Home Forums SQL Server 2008 T-SQL (SS2K8) Rank duplicates, but only rows involved in duplicates RE: Rank duplicates, but only rows involved in duplicates

  • ChrisM@home (10/24/2014)


    sqldriver (10/24/2014)


    ChrisM@Work (10/24/2014)


    -- Changes MERGE JOIN to NESTED LOOPS, loses sort required for ROW_NUMBER()

    Would you mind explaining some more about this part?

    Thanks

    Sure. Have a good look at the actual execution plans first, I'll get back to you tomorrow.

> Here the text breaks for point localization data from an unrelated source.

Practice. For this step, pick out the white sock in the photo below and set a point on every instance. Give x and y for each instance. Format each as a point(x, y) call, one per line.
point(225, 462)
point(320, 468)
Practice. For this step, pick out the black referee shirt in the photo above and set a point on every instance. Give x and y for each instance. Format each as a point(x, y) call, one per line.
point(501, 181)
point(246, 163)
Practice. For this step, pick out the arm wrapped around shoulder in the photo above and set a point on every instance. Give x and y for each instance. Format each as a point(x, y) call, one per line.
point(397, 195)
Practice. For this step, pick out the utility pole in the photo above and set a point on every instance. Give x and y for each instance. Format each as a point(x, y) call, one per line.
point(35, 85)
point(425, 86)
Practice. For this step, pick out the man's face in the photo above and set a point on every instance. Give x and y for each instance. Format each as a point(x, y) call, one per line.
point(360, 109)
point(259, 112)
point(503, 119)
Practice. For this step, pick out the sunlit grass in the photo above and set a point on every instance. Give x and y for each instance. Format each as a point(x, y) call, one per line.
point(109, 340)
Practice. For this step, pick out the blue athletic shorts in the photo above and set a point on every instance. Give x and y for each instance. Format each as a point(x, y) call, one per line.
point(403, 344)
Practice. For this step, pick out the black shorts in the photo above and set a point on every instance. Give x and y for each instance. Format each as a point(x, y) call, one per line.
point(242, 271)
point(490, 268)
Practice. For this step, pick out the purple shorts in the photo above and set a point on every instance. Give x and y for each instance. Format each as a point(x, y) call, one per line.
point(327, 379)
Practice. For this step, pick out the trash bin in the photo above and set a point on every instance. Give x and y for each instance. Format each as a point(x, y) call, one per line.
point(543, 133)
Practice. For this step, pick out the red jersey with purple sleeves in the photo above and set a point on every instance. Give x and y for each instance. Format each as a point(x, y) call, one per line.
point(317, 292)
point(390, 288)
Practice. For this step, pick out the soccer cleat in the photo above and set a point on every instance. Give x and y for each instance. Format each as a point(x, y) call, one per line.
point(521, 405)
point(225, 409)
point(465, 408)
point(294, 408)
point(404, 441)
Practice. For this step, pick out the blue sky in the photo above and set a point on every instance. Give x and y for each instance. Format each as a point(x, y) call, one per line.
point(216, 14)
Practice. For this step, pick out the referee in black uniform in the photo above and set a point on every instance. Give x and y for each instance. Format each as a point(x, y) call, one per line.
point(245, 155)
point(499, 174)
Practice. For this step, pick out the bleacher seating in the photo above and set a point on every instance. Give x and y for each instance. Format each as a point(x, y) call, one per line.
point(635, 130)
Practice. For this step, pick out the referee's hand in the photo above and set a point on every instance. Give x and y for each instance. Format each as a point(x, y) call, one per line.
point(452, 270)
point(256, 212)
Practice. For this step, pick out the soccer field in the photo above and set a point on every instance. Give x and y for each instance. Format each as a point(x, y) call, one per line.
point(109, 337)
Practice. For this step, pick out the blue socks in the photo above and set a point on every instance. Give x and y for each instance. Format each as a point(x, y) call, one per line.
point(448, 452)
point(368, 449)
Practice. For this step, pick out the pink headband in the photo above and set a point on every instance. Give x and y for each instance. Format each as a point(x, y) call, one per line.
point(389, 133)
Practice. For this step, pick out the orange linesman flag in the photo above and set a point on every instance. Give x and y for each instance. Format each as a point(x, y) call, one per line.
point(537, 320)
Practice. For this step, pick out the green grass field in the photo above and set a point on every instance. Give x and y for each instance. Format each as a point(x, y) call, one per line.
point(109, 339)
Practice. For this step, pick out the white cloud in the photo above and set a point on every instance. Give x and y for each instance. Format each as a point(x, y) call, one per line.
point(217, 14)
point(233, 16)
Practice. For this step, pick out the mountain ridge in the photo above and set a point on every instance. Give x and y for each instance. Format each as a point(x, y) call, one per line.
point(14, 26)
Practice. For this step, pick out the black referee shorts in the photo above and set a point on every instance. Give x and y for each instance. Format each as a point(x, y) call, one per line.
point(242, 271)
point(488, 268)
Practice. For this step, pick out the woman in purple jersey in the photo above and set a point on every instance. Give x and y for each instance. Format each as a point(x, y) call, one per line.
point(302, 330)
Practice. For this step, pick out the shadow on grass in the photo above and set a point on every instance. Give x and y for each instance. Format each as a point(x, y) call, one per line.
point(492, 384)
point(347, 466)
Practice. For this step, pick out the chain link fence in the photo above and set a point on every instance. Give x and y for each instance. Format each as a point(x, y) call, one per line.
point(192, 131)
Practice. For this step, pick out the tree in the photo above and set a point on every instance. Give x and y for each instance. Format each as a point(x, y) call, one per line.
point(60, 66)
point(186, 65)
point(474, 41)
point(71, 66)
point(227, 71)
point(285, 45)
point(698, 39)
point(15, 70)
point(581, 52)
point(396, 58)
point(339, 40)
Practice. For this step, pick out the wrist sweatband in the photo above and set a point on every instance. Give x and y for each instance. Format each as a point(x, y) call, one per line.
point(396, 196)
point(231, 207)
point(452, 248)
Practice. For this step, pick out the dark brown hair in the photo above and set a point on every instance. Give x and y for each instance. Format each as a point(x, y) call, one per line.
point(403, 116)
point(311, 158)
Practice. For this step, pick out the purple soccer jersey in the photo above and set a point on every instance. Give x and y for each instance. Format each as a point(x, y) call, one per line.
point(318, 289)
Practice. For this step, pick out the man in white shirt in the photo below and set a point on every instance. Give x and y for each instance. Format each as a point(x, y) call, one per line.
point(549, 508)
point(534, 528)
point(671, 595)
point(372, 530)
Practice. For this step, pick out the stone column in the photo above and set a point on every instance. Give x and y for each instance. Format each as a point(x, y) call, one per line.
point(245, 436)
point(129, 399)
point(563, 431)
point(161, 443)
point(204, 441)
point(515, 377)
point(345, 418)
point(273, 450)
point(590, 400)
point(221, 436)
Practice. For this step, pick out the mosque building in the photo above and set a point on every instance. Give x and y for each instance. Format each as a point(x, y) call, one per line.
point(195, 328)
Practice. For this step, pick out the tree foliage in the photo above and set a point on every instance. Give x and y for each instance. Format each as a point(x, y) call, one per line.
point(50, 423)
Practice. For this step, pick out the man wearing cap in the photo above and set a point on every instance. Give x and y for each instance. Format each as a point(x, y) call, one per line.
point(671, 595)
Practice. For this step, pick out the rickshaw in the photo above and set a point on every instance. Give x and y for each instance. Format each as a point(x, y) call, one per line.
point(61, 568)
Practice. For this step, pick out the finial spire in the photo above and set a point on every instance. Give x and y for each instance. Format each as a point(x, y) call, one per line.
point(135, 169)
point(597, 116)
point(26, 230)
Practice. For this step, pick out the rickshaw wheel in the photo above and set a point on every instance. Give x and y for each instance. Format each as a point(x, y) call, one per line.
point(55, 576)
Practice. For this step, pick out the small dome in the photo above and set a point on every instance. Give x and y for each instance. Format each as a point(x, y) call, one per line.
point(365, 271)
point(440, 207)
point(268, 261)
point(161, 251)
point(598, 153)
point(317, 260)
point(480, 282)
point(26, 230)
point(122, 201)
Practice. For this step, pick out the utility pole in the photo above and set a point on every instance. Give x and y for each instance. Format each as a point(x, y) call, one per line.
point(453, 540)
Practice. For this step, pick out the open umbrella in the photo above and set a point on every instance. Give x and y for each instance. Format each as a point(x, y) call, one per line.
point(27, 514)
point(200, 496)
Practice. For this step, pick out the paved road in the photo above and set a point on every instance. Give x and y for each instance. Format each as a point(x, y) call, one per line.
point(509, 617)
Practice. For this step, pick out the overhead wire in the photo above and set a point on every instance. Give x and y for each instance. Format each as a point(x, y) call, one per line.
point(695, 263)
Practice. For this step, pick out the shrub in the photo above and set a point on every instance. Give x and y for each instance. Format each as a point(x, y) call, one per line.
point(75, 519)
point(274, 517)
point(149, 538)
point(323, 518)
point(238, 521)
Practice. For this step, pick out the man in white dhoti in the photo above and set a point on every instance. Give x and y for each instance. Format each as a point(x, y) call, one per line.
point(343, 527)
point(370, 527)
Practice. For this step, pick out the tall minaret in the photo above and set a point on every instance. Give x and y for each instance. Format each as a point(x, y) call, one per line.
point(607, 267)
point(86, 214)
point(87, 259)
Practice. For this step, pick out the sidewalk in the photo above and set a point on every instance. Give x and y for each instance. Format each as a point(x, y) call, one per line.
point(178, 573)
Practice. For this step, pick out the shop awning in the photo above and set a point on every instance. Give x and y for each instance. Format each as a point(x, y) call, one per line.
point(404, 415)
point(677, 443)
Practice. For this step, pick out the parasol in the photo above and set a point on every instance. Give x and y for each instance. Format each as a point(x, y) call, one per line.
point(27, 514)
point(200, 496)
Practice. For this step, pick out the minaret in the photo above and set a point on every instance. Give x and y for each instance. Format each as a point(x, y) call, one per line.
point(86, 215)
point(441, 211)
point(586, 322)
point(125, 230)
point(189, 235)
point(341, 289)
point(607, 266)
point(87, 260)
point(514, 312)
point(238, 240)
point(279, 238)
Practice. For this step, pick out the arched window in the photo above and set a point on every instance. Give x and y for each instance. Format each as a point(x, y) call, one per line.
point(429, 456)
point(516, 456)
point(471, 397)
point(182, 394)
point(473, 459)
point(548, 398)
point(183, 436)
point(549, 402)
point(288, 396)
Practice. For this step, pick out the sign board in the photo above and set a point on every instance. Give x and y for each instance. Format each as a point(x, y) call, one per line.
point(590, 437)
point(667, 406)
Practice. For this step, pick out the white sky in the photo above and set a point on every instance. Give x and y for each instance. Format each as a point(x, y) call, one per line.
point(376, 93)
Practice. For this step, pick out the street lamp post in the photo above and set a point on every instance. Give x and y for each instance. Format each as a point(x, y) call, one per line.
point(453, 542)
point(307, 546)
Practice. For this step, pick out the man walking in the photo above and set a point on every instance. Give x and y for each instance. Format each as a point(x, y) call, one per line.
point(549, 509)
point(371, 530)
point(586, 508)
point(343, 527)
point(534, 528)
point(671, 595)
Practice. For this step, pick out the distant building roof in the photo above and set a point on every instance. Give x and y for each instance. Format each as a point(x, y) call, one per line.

    Oh, neat. I like that.

    What do you think about this? Borrowing a little Itzik Magik.

    WITH dupe1

    AS ( SELECT ROW_NUMBER() OVER (ORDER BY (SELECT NULL)) AS RN ,

    a.BusinessName, a.[Address], a.Phone

    FROM TestBusiness a

    ),

    dupe2

    AS ( SELECT d.BusinessName, d.[Address], d.Phone

    FROM dupe1 d

    GROUP BY d.BusinessName, d.[Address], d.Phone

    HAVING COUNT(*) > 1

    )

    SELECT *

    FROM dupe1 d1

    INNER JOIN dupe2 d2

    ON d1.BusinessName = d2.BusinessName

    AND d1.[Address] = d2.[Address]

    AND d1.Phone = d2.Phone

    WHERE d1.RN > 1;

    The QE hates forcing a seek here, and forcing a hash join (was thinking if the actual tables are much larger, though it may use one anyway if they are) seems to result in 1 more ms CPU time, and one extra logical read.

    Compared with your examples, the IO and time output seem roughly the same, though I'd be interested to hear what you think about the far different execution plan.

    My tests include your suggested index.

    Anyway, looking forward to your response.

    Thanks